What makes these cars strong enough to race against other vehicles? How does a vehicle become stronger over time? And why did certain brands become famous for their powerful cars?
1) Engine is what a car is.
The engine is the heart of any car. It provides power and energy to move the car forward, in addition to making sounds while accelerating or braking. As the name suggests, an engine produces power by using fuel (gasoline/petrol) which burns inside the cylinder. The gasoline is injected into the cylinder through the injector (this is also called fueling). Once ignited, the explosion produces heat which turns the piston downwards. This process continues until it reaches the bottom of the cylinder where the exhaust valve opens, letting the burnt gas out of the cylinder.
2) Transmission & Drivetrain
The transmission shifts gears from one to another according to the driving conditions and speed. To make the engine produce more torque at low speeds, different gear ratios are used. At high speeds, less gears are needed because inertia helps the car accelerate faster. Most modern engines use automatic transmissions (Tiptronic, Shift-on-the-fly, Sequential Manual etc.). However, manual transmissions are still available. A drivetrain moves all components of a vehicle, such as the engine, the wheels, the suspension system and steering mechanism.
A chassis is under the entire body of the car. It holds everything together and transfers weight around the tires. If you think about it, the chassis serves as the foundation for the entire car. The suspension systems hold up the structure, keeping it stable. Without a good chassis, the rest of the parts can’t do what they are designed to do.
Brakes control how fast your car decelerates when you press on the brake pedal. There are four basic types: disc brakes are found mostly on luxury vehicles; drum brakes are commonly seen on most passenger vehicles; vented brakes and liners are usually used on trucks and SUVs; and floating rotors are used on racing vehicles. Drums must be resurfaced every 200,000 miles. Vented discs only need to be resurfaced after 100,000 miles. Floating rotors last longer than normal rotors but should only be used on special racing cars like Formula 1s and Le Mans Prototypes. Some manufacturers have begun installing ceramic brakes, which don’t fade like traditional brakes. These offer better stopping power and wear resistance.
5) Suspension System
Suspensions keep passengers comfortable during rough road conditions. In simple terms, suspensions absorb shocks that come with bad roads. Sides, rear and front springs keep the tyres attached to the vehicle. Spring rates influence handling performance, so engineers vary them based on the type of terrain the car will be driven on. Also, softer spring rates provide improved comfort in bumpy conditions.
6) Steering Wheel and Tires
The steering wheel allows us to steer our car left and right. Wheels act like runners on tracks. They are connected to the hub of the vehicle, and help stabilize the car. There are two common types of wheels: independent and linked. Independent means there is no connection between the driver’s inputs and the steering angle. Linked means the steering angle depends on the input of the driver. This makes turning easier.

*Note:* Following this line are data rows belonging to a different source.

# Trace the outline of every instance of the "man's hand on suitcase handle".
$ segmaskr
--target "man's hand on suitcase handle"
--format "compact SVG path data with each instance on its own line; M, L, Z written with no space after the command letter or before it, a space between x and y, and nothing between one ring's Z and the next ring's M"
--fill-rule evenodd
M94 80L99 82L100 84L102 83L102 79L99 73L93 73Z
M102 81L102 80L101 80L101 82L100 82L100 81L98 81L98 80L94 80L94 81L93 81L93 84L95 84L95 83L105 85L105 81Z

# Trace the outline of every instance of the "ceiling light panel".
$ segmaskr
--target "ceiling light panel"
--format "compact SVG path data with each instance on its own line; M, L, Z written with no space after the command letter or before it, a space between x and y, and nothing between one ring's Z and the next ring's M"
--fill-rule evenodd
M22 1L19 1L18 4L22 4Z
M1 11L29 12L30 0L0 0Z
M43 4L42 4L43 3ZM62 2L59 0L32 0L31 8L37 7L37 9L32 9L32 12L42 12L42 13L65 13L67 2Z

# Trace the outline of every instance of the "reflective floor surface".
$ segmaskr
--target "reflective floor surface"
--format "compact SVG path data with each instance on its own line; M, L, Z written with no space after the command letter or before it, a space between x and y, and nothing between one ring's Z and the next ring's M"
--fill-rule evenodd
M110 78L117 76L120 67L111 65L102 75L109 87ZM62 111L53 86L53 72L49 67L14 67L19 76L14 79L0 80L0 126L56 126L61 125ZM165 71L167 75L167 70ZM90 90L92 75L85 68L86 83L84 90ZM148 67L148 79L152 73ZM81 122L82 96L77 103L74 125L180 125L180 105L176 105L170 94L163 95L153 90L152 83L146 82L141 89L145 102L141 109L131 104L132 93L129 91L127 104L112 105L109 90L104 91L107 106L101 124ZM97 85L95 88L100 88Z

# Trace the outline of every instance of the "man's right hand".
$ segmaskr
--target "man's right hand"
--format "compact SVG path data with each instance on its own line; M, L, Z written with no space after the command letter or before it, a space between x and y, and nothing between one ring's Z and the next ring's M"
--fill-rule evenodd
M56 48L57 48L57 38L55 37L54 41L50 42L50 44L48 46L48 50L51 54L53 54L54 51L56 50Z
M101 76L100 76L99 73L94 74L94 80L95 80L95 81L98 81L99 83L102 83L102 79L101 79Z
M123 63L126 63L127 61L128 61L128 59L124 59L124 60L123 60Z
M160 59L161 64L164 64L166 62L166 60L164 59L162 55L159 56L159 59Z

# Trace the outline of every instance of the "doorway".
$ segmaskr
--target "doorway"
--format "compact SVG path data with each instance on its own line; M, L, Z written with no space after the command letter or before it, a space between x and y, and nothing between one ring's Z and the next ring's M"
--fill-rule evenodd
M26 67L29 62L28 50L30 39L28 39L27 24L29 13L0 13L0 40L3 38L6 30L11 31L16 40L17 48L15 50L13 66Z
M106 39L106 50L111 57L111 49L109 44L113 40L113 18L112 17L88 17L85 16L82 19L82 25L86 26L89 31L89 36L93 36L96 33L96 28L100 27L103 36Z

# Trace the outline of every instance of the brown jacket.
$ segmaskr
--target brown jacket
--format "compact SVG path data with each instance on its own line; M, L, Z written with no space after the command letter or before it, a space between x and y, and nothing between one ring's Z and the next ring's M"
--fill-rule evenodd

In addition, a tire keeps the wheel attached to the ground. On average, each tire has between 60 and 90 PSI of pressure. Too much or too little pressure affects the traction of the tyre.
Wheels are a common sight on almost every vehicle. The outer ring (rim) is actually just decorative plastic, but it does increase the safety factor by limiting contact with other objects. The inner part (hubcap) contains the bearings that connect the axle to the wheels. Modern hubs are made of aluminium alloy and contain grease to reduce friction. Hubcaps are often made of magnesium alloy or cast iron. Engineers also design the rims to fit the tyres. Good engineering ensures a strong bond between the rim and the tyre.
An axle connects the differential to the wheels, transferring power from one set of wheels to another. Differentials split forces and transmit power equally to both axles. Power is transferred through a process called gearing. Gearing refers to the way the components work together. The closer they are to each other, the lower the ratio. For example, if a ratio is 3/1, then three units of motion turn into one unit of motion. If the ratio gets bigger, then it takes more force to move the same distance. For example,
We have discussed some of the important components of a Car. What other component plays an important role?